Context caching

Context caching (KV cache) automatically caches prompt prefixes across multiple requests. When subsequent requests share the same prefix, the cached context is reused, reducing latency and cost.

How it works

Default: on — no code changes required.
Automatic — the cache is managed by the gateway. You do not need to enable or configure it.
Prefix matching — if two requests share a common prompt prefix, the shared portion is served from cache.

Pricing

Cache hits are billed at a lower rate than cache misses:

Item	Rate
Cache hit	$0.028 / 1M tokens (10x cheaper)
Cache miss	$0.28 / 1M tokens (standard input rate)
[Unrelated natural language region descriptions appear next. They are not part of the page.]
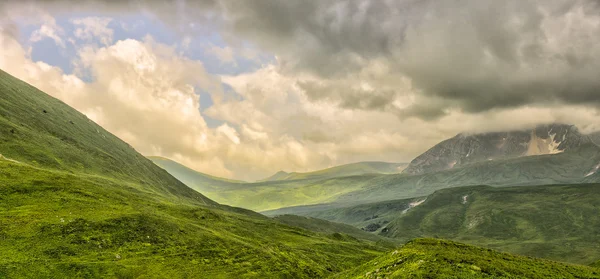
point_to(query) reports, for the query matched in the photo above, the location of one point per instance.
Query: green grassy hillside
(432, 258)
(341, 171)
(76, 202)
(323, 226)
(198, 181)
(578, 165)
(42, 131)
(558, 222)
(574, 166)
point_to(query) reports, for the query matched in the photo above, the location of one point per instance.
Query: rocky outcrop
(466, 149)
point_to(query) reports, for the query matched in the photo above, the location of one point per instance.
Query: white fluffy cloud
(93, 28)
(283, 117)
(49, 29)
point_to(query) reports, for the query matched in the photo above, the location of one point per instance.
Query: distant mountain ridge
(358, 168)
(465, 149)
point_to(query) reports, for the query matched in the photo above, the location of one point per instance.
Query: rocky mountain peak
(471, 148)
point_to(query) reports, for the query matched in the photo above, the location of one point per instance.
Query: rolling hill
(579, 165)
(77, 202)
(558, 222)
(434, 258)
(341, 171)
(198, 181)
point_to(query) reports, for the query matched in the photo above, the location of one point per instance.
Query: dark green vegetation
(578, 165)
(282, 189)
(196, 180)
(341, 171)
(558, 222)
(432, 258)
(76, 202)
(323, 226)
(41, 131)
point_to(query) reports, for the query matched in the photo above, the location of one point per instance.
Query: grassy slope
(75, 225)
(568, 167)
(323, 226)
(198, 181)
(42, 131)
(75, 201)
(341, 171)
(287, 190)
(432, 258)
(558, 221)
(361, 215)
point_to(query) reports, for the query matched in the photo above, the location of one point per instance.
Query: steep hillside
(42, 131)
(579, 165)
(341, 171)
(558, 222)
(432, 258)
(595, 137)
(465, 149)
(323, 226)
(76, 202)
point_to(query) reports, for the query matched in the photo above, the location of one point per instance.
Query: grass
(353, 169)
(434, 258)
(77, 202)
(558, 222)
(569, 167)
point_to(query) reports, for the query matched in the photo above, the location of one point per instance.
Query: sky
(243, 89)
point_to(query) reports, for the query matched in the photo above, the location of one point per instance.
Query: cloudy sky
(242, 89)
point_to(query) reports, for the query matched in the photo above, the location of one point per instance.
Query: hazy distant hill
(465, 149)
(77, 202)
(341, 171)
(198, 181)
(558, 222)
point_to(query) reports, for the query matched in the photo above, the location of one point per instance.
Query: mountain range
(78, 202)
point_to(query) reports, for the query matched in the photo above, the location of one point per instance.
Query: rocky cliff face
(465, 149)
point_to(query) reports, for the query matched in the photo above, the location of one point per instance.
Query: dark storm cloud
(345, 97)
(471, 55)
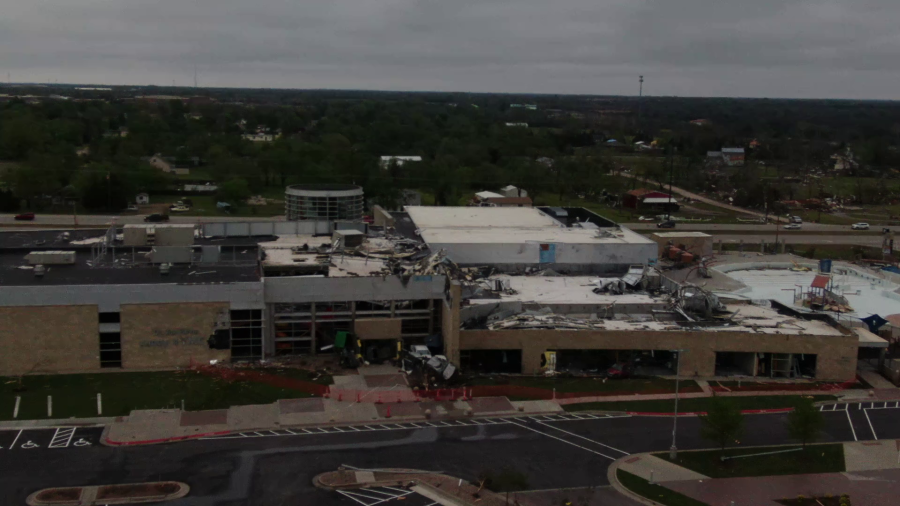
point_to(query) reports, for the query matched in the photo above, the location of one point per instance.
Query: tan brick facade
(170, 335)
(836, 355)
(49, 339)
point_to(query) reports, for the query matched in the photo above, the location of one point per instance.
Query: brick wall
(836, 355)
(49, 339)
(169, 335)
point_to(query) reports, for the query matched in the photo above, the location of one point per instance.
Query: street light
(673, 451)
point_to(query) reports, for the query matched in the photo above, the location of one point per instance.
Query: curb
(104, 438)
(613, 479)
(701, 413)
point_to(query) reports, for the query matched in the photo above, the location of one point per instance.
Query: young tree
(722, 423)
(805, 422)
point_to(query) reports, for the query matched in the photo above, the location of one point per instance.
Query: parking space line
(16, 439)
(559, 439)
(851, 426)
(866, 411)
(582, 437)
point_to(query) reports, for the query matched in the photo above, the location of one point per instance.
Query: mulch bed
(136, 490)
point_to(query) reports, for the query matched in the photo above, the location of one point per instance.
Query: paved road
(274, 469)
(788, 238)
(729, 227)
(67, 220)
(701, 198)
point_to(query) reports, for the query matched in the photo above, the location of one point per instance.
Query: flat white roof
(677, 235)
(563, 290)
(506, 225)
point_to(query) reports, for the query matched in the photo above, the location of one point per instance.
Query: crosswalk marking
(62, 437)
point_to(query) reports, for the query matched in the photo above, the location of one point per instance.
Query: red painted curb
(166, 440)
(700, 413)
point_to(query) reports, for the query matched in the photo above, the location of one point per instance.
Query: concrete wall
(836, 355)
(169, 335)
(110, 297)
(49, 339)
(450, 323)
(518, 253)
(311, 289)
(378, 328)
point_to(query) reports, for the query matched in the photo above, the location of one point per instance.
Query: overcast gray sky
(752, 48)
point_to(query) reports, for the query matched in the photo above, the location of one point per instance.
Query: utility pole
(673, 451)
(640, 99)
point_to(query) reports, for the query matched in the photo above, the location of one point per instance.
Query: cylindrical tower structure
(324, 202)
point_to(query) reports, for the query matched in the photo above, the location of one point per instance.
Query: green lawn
(656, 493)
(75, 395)
(566, 385)
(694, 405)
(824, 458)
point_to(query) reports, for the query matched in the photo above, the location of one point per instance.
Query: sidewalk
(872, 478)
(169, 425)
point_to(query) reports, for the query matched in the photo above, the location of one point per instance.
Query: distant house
(643, 198)
(733, 157)
(507, 202)
(160, 163)
(169, 165)
(512, 191)
(386, 161)
(260, 137)
(483, 196)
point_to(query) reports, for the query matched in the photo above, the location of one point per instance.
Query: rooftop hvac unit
(51, 257)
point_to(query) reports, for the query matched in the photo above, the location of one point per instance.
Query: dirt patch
(60, 495)
(137, 490)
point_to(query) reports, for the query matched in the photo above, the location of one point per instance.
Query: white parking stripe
(560, 439)
(851, 426)
(16, 439)
(582, 437)
(866, 411)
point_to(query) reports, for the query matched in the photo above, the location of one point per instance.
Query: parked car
(156, 218)
(620, 371)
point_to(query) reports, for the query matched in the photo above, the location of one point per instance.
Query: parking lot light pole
(673, 451)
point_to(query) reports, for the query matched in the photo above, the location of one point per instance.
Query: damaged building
(493, 289)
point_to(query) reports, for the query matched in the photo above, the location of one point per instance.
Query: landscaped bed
(657, 493)
(75, 395)
(823, 458)
(695, 405)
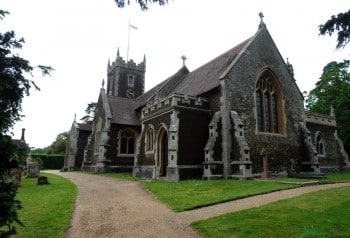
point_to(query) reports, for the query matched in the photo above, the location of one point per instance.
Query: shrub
(50, 161)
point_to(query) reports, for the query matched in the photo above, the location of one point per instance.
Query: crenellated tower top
(125, 78)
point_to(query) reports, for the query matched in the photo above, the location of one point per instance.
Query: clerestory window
(269, 109)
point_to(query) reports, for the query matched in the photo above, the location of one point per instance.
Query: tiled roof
(21, 144)
(124, 110)
(84, 127)
(206, 77)
(195, 83)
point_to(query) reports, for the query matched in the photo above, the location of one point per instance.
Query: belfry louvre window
(268, 104)
(127, 142)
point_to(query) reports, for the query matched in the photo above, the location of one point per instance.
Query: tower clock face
(130, 93)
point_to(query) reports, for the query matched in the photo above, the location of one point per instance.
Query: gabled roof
(201, 80)
(21, 144)
(166, 87)
(207, 76)
(124, 110)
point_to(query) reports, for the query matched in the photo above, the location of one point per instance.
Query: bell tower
(126, 79)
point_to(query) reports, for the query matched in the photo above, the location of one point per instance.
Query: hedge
(50, 161)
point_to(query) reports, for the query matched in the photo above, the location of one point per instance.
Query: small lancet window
(149, 139)
(131, 80)
(319, 143)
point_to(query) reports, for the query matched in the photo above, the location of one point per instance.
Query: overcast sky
(78, 37)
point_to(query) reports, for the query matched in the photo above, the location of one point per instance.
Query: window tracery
(268, 104)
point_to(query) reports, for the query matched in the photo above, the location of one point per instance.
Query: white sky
(78, 37)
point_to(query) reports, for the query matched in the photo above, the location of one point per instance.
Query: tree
(143, 3)
(59, 145)
(14, 85)
(340, 24)
(333, 89)
(90, 113)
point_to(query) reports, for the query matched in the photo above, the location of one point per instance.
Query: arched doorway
(162, 160)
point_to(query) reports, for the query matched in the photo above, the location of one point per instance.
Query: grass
(338, 177)
(190, 194)
(320, 214)
(47, 208)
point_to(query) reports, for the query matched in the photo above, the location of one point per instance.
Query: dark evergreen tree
(340, 24)
(14, 85)
(333, 89)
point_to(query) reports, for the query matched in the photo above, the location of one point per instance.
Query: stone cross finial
(183, 59)
(261, 15)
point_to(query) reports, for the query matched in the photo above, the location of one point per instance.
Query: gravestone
(33, 168)
(42, 180)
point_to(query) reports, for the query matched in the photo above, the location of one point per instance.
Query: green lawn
(319, 214)
(47, 208)
(338, 177)
(190, 194)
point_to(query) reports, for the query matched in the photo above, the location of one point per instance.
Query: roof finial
(261, 15)
(183, 59)
(332, 113)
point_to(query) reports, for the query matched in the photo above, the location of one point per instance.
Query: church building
(228, 118)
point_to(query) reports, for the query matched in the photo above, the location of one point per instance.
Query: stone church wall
(241, 81)
(213, 97)
(81, 144)
(193, 135)
(112, 152)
The exact rates for each model are listed in the Model catalog.

Monitoring cache effectiveness

The response usage object includes cache hit/miss statistics:

{
  "usage": {
    "prompt_tokens": 1000,
    "completion_tokens": 200,
    "total_tokens": 1200,
    "prompt_cache_hit_tokens": 800,
    "prompt_cache_miss_tokens": 200
  }
}

Field	Description
`prompt_cache_hit_tokens`	Number of prompt tokens served from cache (billed at lower rate).
`prompt_cache_miss_tokens`	Number of prompt tokens not served from cache (billed at standard rate).

Cache hit rate

You can calculate the cache hit rate for each request:

hit_rate = prompt_cache_hit_tokens / prompt_tokens

A high hit rate means effective caching and lower costs.

Best practices for maximizing cache hits

Use consistent prompt prefixes: If you have a system message or few-shot examples that stay the same across requests, keep them at the beginning of the prompt.
Batch similar requests: Requests with similar prefixes within a short time window are more likely to hit the cache.
Avoid randomizing the prompt: Random IDs, timestamps, or varying system messages reduce cache effectiveness.

Cache behavior

Behavior	Description
Minimum cache unit	64 tokens
Cache build time	Seconds
Cache expiration	Hours to days (automatic)
Cache invalidation	Automatic when the cache is stale

Cost example

A 10,000 token prompt with 8,000 cache hits and 2,000 cache misses:

Item	Tokens	Rate	Cost
Cache hit	8,000	$0.028/M	$0.000224
Cache miss	2,000	$0.28/M	$0.000560
Total	10,000	—	$0.000784

Without caching, the same prompt would cost $0.002800 — a 72% savings with an 80% cache hit rate.